Come residenti siamo solo in due, alcuni usano questa zona semplicemente come dormitorio; tutti gli altri hanno trovato lavoro fuori, chi a Pisa, Parma, Piacenza o Milano. Come abitante del luogo per me il maggiore problema è che dopo la maturità, salvo chi intraprende una carriera accademica specifica oppure chi ha ovviamente una famiglia da mantenere, qui si tende ad accettare il primo impiego che capita.
Questo, però, mi sento di dirlo, è un problema culturale che abbiamo solo in Italia. Ti lanci in un’idea, ti auguri che ingrani e che tutto vada bene, ma non sempre è così, per mille ragioni diverse. Se questo non accade ti senti uno sfigato. Nella realtà dei fatti il punto è che tu ci hai provato, hai investito tempo e denaro e hai fatto tanto, perché innanzitutto ti sei tolto dalla tua comfort zone. Anche se non va come previsto, è stata comunque una crescita sul piano personale.

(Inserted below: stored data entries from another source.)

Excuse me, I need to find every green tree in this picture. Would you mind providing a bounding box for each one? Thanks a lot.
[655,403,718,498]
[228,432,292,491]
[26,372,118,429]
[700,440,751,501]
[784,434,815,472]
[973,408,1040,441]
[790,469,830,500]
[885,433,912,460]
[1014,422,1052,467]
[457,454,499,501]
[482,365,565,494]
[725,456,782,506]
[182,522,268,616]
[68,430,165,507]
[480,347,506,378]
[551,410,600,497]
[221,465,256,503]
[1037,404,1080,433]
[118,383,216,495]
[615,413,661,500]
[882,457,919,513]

Cosa potrebbe motivare i ragazzi a restare, secondo te, e a investire in questo territorio? Degli incentivi per avviare delle nuove imprese?
Secondo me dei bonus per incentivare l’imprenditoria giovanile potrebbero essere utili, ma il problema è che si parte sempre dalla fine. I costi dell’affitto, per esempio, sono soldi da tirar fuori ogni mese e per quanto possa essere “poco”, io questa consapevolezza non l’avevo chiara in testa. Partiamo, quindi, a fare formazione scolastica che prepari i ragazzi anche a gestire al meglio un’eventuale attività in proprio. L’obiettivo della scuola non dovrebbe essere farli studiare affinché diventino solo dipendenti di qualcuno.